Monday, November 19, 2012

Reading and Calculating With Your Unconscious

The body can do most anything without being conscious of it, we just put a rubber stamp on all the actions and call them our own.

What then is the point of consciousness ?

Maybe your question has no meaning. Maybe "consciousness" is this thing that philosophers got obsessed with when dealing with potentially made-up issues like the "mind-body" distinction. Maybe the reality is that "awareness" and "consciousness" are much more flexible than we think.

I'm a pianist and I've done a lot of accompanying for choirs. I've also in the past been a choir director.

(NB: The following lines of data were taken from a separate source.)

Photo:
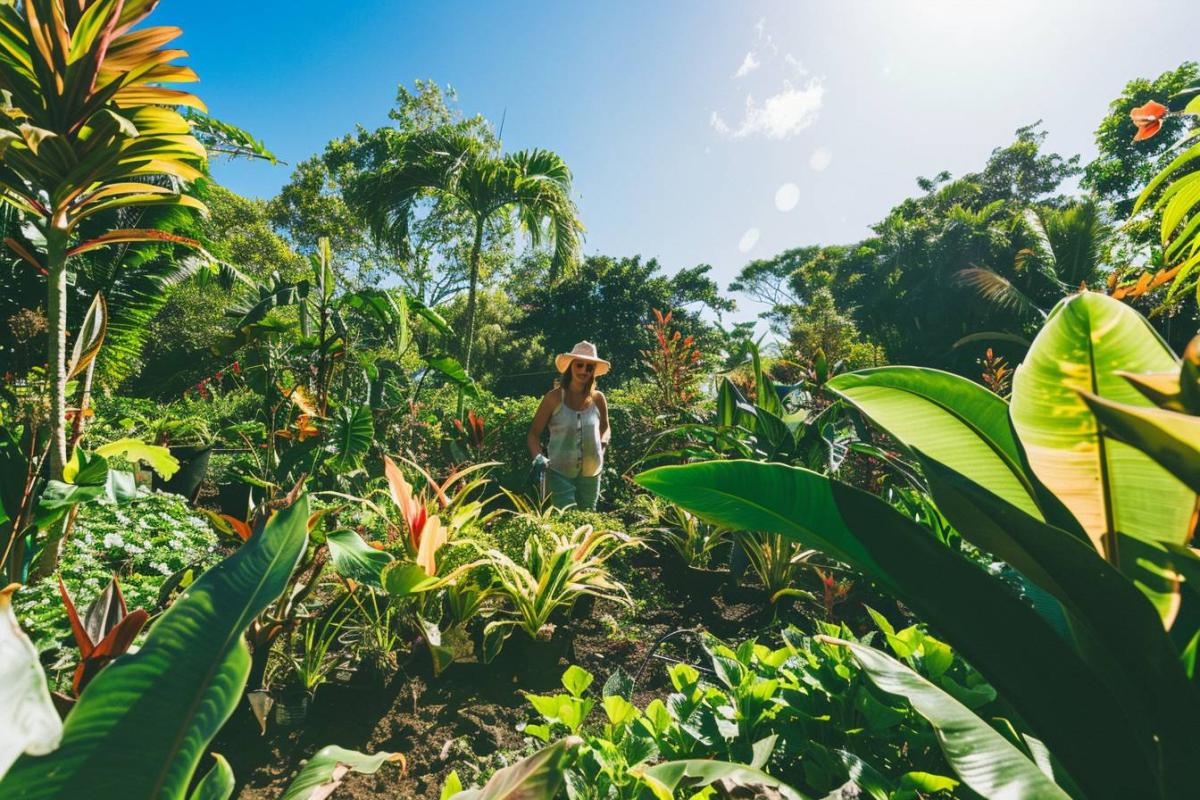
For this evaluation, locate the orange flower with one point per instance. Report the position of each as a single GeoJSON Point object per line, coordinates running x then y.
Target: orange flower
{"type": "Point", "coordinates": [1149, 119]}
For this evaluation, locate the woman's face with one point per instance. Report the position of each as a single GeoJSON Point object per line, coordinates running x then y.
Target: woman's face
{"type": "Point", "coordinates": [582, 372]}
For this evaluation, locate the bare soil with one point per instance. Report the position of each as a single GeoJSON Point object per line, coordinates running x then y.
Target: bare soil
{"type": "Point", "coordinates": [468, 717]}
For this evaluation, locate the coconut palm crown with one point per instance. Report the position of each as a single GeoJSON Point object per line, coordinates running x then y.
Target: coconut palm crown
{"type": "Point", "coordinates": [457, 168]}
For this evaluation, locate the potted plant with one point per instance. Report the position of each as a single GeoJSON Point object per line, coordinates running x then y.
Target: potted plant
{"type": "Point", "coordinates": [191, 441]}
{"type": "Point", "coordinates": [306, 666]}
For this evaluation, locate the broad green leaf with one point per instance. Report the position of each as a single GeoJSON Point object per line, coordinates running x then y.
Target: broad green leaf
{"type": "Point", "coordinates": [353, 432]}
{"type": "Point", "coordinates": [454, 372]}
{"type": "Point", "coordinates": [451, 787]}
{"type": "Point", "coordinates": [684, 779]}
{"type": "Point", "coordinates": [403, 578]}
{"type": "Point", "coordinates": [135, 450]}
{"type": "Point", "coordinates": [355, 559]}
{"type": "Point", "coordinates": [90, 336]}
{"type": "Point", "coordinates": [1066, 702]}
{"type": "Point", "coordinates": [1107, 485]}
{"type": "Point", "coordinates": [951, 419]}
{"type": "Point", "coordinates": [1119, 631]}
{"type": "Point", "coordinates": [322, 774]}
{"type": "Point", "coordinates": [1170, 438]}
{"type": "Point", "coordinates": [576, 680]}
{"type": "Point", "coordinates": [983, 758]}
{"type": "Point", "coordinates": [143, 723]}
{"type": "Point", "coordinates": [537, 777]}
{"type": "Point", "coordinates": [217, 783]}
{"type": "Point", "coordinates": [28, 717]}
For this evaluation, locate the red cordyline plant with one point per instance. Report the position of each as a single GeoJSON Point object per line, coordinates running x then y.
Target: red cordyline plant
{"type": "Point", "coordinates": [473, 429]}
{"type": "Point", "coordinates": [87, 127]}
{"type": "Point", "coordinates": [106, 631]}
{"type": "Point", "coordinates": [675, 362]}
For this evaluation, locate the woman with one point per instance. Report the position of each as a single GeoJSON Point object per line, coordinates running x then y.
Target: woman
{"type": "Point", "coordinates": [577, 415]}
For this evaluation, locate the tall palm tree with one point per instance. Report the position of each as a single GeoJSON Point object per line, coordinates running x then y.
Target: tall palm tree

At times, when working through a new piece, I've often been essentially sight-reading a piano part while giving cues and direction to the choir. And I don't claim to be the best person at this activity -- I know many directors who are more skilled than I am.

So, all at the same time, I am simultaneously:

  • Sight-reading the music, which involves parsing the notes not only into measures and rhythms, but also picking up on harmonic patterns and "filling in" some notes in those chords when I don't have a chance to read every single note precisely while sight-reading
  • Coordinating my body in playing a piano, including not only both hands, but also my feet in pedaling
  • Responding to basic interpretation while playing -- getting louder/softer, changing attacks, rhythmic feel, legato/staccato, etc. -- not to mention handling tempo changes and things like that -- while sight-reading, there's only so much you can do, but you need to play at least somewhat musically
  • Turning pages, which requires finding a gap in the music or "filling in" some parts on the fly while turning the page
  • Giving basic cues to the choir for entrances, etc., which may involve getting a free hand up or at least nodding or whatever
  • Evaluating whether the choir is still on track, and helping to correct it or stopping if not
  • Perhaps emphasizing voice parts on the piano and/or singing one of them rather than simply playing the piano part if some part in the chorus gets lost
  • Etc.

In all of this, how much of what I am doing is "conscious"? How much is "unconscious" or "subconscious" or whatever? My attention is continuously shifting back and forth -- cue the choir, pay attention to that weird rhythm, have to slow down here, turn the page, etc., etc. I'm certainly not consciously "thinking" about sight-reading the music or playing the piano for the most part, since I'm primarily concerned about making sure the choir is learning something -- but those tasks seem quite a bit more complex than the ones mentioned in TFA.

I would defintely not saying I am consciously "multitasking," since my attention usually is skipping back and forth between things -- I can't really "think" actively about more than one of these activities at once.

Yet, it's all happening. My body is managing to do all of these things, including potentially decoding a new piece of music and instantiating a performance of it, while giving basic direction and evaluation to a choir... most of it at any giving moment happening without my direct "conscious" attention.

In such a situation, what is the "point" of consciousness? To me, the only meaning "consciousness" has there is "the thing I'm giving slightly heightened focus to at a given moment," usually the thing that is most novel and can't just be "put on autopilot."

I realize that to some people this may sound like I'm demeaning consciousness -- but I'm not. And all of us do stuff like this all the time, coordinating all sorts of body motions and behavior while managing to focus on some other task. Does that mean I don't have ("conscious") control over these "autopilot" tasks? Of course I do -- they just aren't at the center of focus.

What's really going on is a lot of degrees of awareness, some bubbling up to visual, auditory, and/or verbal consciousness, while others (like the coordination of my body in playing the keyboard) are mostly part of my body remembering and responding to musical patterns as it has done thousands of times before.